需求,从文件中读取单词,计算单词的数量,并按照数量从大到小排序。
文件内容
wc.txt
tom jerry
henry jim
suse lusy
aaa bbb
ccc ddd
aaa eee
ccc eee
tom jim
henry jim
jim tom
代码内容:
import org.apache.log4j.{Level, Logger}
import org.apache.spark.{SparkConf, SparkContext}
object wordcount {
Logger.getLogger("org").setLevel(Level.WARN)
Logger.getLogger("org.eclipse.jetty.server").setLevel(Level.OFF)
def main(args: Array[String]): Unit = {
val conf = new SparkConf().setMaster("local").setAppName("wordcount")
conf.set("spark.testing.memory", "2147480000")
val sc = new SparkContext(conf)
val inputFile = "D:\\dev\\bigdata\\wc.txt"

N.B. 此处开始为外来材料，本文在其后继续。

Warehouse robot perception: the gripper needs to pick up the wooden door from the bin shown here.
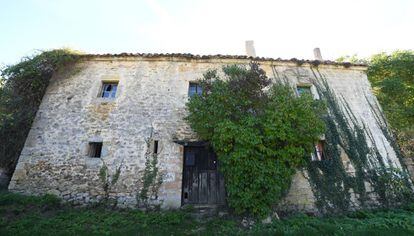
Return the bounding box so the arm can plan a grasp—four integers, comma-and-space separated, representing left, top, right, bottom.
182, 146, 225, 205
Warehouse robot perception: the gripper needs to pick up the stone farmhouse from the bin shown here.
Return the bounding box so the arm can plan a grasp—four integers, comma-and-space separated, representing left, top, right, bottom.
9, 47, 408, 211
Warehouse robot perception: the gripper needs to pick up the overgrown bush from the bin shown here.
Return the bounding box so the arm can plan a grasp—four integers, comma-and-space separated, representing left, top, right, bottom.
187, 63, 324, 216
0, 50, 78, 179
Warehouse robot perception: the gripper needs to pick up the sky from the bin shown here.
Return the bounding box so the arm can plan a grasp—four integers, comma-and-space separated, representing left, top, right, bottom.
0, 0, 414, 66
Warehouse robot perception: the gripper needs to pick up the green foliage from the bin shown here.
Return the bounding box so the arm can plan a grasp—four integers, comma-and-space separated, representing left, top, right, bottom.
187, 63, 324, 216
368, 51, 414, 157
368, 51, 414, 129
0, 193, 414, 235
0, 50, 78, 173
136, 131, 163, 209
308, 69, 413, 213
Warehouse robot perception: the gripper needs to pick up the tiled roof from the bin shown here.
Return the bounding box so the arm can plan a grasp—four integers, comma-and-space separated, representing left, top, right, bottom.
82, 53, 367, 67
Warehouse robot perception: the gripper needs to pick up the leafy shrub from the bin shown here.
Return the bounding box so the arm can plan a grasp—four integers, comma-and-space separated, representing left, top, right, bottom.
0, 50, 78, 179
187, 63, 324, 216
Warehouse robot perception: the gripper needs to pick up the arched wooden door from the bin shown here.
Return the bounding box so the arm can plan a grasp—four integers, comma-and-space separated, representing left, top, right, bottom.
182, 146, 225, 205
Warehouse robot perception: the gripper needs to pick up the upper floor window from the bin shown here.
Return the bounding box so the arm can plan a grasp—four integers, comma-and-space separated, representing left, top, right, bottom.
296, 85, 312, 96
188, 83, 203, 97
101, 82, 118, 98
312, 140, 326, 161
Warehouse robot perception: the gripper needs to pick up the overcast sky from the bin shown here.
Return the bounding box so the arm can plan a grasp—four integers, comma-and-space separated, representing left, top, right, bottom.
0, 0, 414, 65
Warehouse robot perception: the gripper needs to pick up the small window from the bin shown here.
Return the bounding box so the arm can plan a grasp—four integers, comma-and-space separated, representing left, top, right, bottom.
296, 85, 312, 96
88, 142, 102, 158
154, 140, 158, 154
184, 152, 195, 166
188, 83, 203, 97
312, 140, 325, 161
101, 82, 118, 98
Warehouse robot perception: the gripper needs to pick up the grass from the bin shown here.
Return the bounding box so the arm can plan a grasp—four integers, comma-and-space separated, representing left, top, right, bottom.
0, 192, 414, 235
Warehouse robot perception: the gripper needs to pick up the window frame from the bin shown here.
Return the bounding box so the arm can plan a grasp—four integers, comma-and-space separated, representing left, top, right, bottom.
98, 80, 119, 99
311, 140, 327, 161
88, 142, 103, 158
188, 82, 203, 98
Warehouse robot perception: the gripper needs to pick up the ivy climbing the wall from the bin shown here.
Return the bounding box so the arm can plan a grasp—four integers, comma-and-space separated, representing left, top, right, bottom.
136, 127, 163, 209
0, 50, 79, 183
187, 63, 324, 217
307, 69, 412, 213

val rdd = sc.textFile(inputFile)
val result = rdd.flatMap(_.split(" ")).filter(_.size>0).map((_,1)).reduceByKey(_+_).sortBy(_._2,false)
result.foreach(println)
}
}
输出结果:
(jim,4)
(tom,3)
(eee,2)
(ccc,2)
(aaa,2)
(henry,2)
(bbb,1)
(ddd,1)
(lusy,1)
(jerry,1)
(suse,1)